When I look at the nihilism of Britart, or the sheer inability to draw and express beauty in what seems to be coming out of some of our contemporary art schools (the students tell me they are discouraged by their tutors from trying to express beauty!), then it is clear that abstraction has gone too far. Like postmodern deconstruction generally, it is all very well to deconstruct, but what about the grace of reconstruction? Kandinsky's aim to reveal the spiritual was laudable. That is the true meaning of the word "apocalypse" - to unveil and reveal that which has been hidden. But abstraction on its own and as the highest ideal is like pulling up a plant to see how the roots are growing. It causes disincarnation, which is another word for death, and so both the material and the spiritual wither.
The art that we need for these our troubled times needs to be an apocalyptic art of incarnation. It needs to reveal the spiritual, but not separate it off from the material world. This will be a new art of the sacred. And here is where we need a debate to start, and artistic action around that debate.
A resource that I would suggest is a book by the theologian Walter Wink, Engaging the Powers: Discernment and Resistance in a World of Domination - especially the Introduction on pp. 3 - 10.
Wink argues that we must reject the dualistic idea of Heaven being separate from Earth. We need what he calls an "integral worldview", what is also sometimes called an incarnational spirituality.

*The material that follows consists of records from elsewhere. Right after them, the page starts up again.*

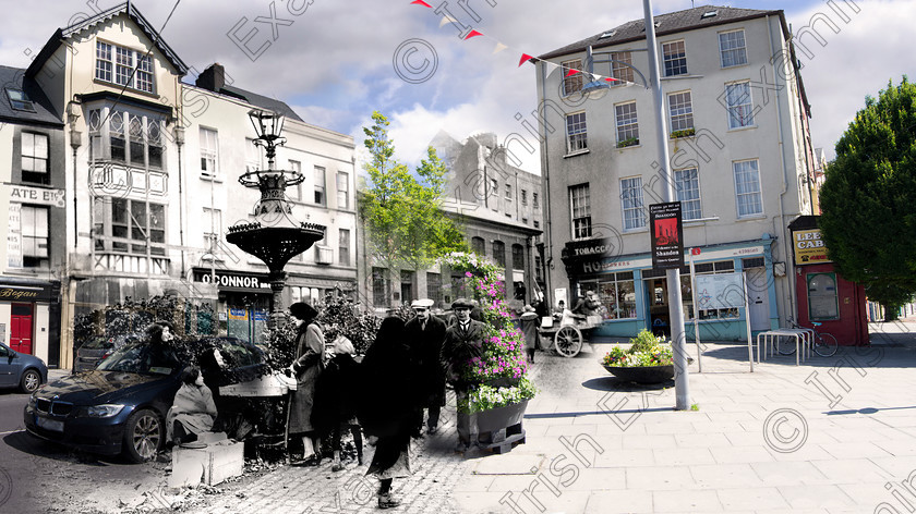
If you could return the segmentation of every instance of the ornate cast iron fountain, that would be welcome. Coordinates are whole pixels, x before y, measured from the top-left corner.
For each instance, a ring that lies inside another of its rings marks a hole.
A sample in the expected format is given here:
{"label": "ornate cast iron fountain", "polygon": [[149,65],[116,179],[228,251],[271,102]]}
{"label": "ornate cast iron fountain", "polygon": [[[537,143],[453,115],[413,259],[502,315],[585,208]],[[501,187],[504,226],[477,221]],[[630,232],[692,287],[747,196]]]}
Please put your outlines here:
{"label": "ornate cast iron fountain", "polygon": [[280,136],[282,117],[255,109],[249,112],[249,118],[257,132],[255,145],[263,146],[267,154],[267,170],[253,170],[239,176],[239,183],[243,186],[261,191],[261,199],[255,204],[255,221],[230,227],[226,241],[267,265],[267,278],[274,293],[269,326],[274,328],[284,317],[282,291],[287,279],[284,267],[289,259],[324,238],[325,228],[292,218],[292,208],[286,200],[286,188],[301,184],[304,176],[298,171],[274,169],[276,148],[286,143],[286,138]]}

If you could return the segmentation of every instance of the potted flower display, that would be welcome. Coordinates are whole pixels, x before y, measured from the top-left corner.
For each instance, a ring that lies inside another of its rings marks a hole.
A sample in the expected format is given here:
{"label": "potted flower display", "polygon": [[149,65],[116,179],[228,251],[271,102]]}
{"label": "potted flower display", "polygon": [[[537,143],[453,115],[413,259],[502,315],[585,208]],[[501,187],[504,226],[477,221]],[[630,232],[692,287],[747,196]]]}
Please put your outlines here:
{"label": "potted flower display", "polygon": [[485,325],[481,354],[470,360],[461,377],[473,386],[458,409],[477,414],[478,429],[491,432],[502,448],[523,442],[521,417],[537,389],[526,377],[525,338],[511,322],[501,269],[475,254],[453,252],[439,260],[453,271],[463,272]]}
{"label": "potted flower display", "polygon": [[640,331],[630,339],[629,350],[614,346],[601,359],[615,377],[637,383],[659,383],[674,378],[674,354],[663,336]]}

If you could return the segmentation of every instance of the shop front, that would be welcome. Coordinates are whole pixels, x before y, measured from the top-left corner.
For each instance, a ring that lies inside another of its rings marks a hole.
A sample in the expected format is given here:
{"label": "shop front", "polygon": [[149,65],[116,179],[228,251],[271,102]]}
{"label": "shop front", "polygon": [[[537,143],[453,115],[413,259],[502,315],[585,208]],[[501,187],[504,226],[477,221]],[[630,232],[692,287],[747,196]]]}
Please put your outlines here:
{"label": "shop front", "polygon": [[788,224],[795,258],[796,319],[803,327],[821,323],[844,346],[869,344],[865,286],[851,282],[828,259],[817,216],[800,216]]}
{"label": "shop front", "polygon": [[0,278],[0,341],[60,365],[60,282]]}
{"label": "shop front", "polygon": [[[668,283],[664,270],[652,269],[649,253],[610,255],[611,240],[575,241],[566,244],[563,261],[569,278],[568,299],[575,306],[588,291],[601,302],[602,327],[599,335],[631,338],[648,329],[671,335]],[[746,316],[751,330],[764,331],[779,326],[776,293],[773,285],[772,240],[761,238],[694,248],[697,274],[744,273],[748,284],[748,313],[744,308],[694,308],[690,267],[680,268],[680,296],[685,333],[694,340],[694,318],[699,316],[701,341],[743,341],[747,339]],[[688,261],[689,257],[685,257]],[[698,292],[702,294],[702,291]]]}
{"label": "shop front", "polygon": [[219,333],[250,343],[261,343],[270,314],[267,273],[194,268],[195,282],[217,284]]}

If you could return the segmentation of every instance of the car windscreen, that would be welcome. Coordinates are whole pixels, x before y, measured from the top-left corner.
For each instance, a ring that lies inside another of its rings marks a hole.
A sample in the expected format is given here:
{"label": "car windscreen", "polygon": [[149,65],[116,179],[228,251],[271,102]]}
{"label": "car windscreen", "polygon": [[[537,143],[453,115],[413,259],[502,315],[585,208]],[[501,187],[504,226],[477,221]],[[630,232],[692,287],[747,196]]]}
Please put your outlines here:
{"label": "car windscreen", "polygon": [[171,375],[180,368],[174,351],[161,344],[128,344],[103,360],[100,371],[124,371],[146,375]]}
{"label": "car windscreen", "polygon": [[81,348],[85,350],[108,350],[114,347],[114,338],[110,335],[96,335],[83,343]]}

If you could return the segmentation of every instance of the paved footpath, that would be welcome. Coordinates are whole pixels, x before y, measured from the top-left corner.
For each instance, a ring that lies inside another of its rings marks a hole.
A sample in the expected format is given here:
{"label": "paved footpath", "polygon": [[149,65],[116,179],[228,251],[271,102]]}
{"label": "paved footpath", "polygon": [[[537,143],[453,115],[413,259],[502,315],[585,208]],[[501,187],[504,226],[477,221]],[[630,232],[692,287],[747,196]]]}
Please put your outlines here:
{"label": "paved footpath", "polygon": [[[527,443],[461,457],[448,421],[412,448],[413,476],[395,480],[403,505],[388,512],[913,512],[914,330],[873,323],[870,348],[801,366],[776,356],[752,374],[747,346],[710,344],[703,372],[690,366],[696,409],[683,412],[673,382],[612,378],[598,364],[610,345],[571,359],[539,353]],[[190,512],[377,512],[377,482],[364,473],[281,467]]]}

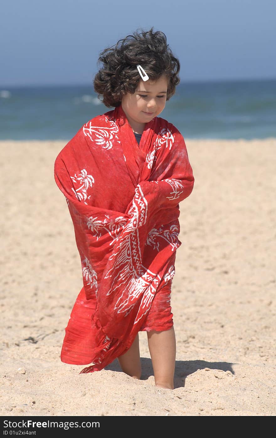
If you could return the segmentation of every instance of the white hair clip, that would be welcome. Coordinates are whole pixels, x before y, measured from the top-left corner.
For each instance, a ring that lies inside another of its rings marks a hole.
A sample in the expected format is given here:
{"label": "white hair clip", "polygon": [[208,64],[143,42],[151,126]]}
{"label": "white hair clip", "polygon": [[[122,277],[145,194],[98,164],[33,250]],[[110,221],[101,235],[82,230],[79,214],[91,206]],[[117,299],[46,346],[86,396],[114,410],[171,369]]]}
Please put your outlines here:
{"label": "white hair clip", "polygon": [[[137,66],[137,69],[139,72],[139,74],[143,81],[147,81],[148,79],[150,79],[143,67],[141,67],[140,64]],[[143,74],[144,76],[143,76]]]}

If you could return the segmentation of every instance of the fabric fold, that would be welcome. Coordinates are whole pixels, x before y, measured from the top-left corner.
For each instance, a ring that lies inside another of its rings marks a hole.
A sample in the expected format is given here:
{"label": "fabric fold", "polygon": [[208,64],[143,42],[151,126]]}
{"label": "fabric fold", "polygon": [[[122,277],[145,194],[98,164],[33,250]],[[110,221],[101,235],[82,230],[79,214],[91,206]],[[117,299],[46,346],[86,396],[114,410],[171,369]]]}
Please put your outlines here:
{"label": "fabric fold", "polygon": [[[194,184],[185,141],[155,117],[145,127],[141,153],[138,148],[120,106],[85,124],[55,161],[84,278],[61,359],[94,363],[81,373],[100,371],[127,350],[175,274],[179,203]],[[161,329],[162,310],[155,311]]]}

Here Heaven and Earth are interfused in a single reality (Christians can read Luke 17:20-21; Hindus the Bhagavad Gita; Taoists the Tao te Ching, etc.).
And we need art, in the full artistic and theological senses of these words, to "magnify" and "illuminate" what incarnational spirituality looks like. To open the mind and the heart, and give fresh hope to the world.
Sadler's remarks on Cezanne are a pointer in this direction. Kandinsky's little book provides a crucial intellectual stepping stone. We have lived through a century of dying and dead "modern" art. We cannot go on like that. It is time to call back the soul.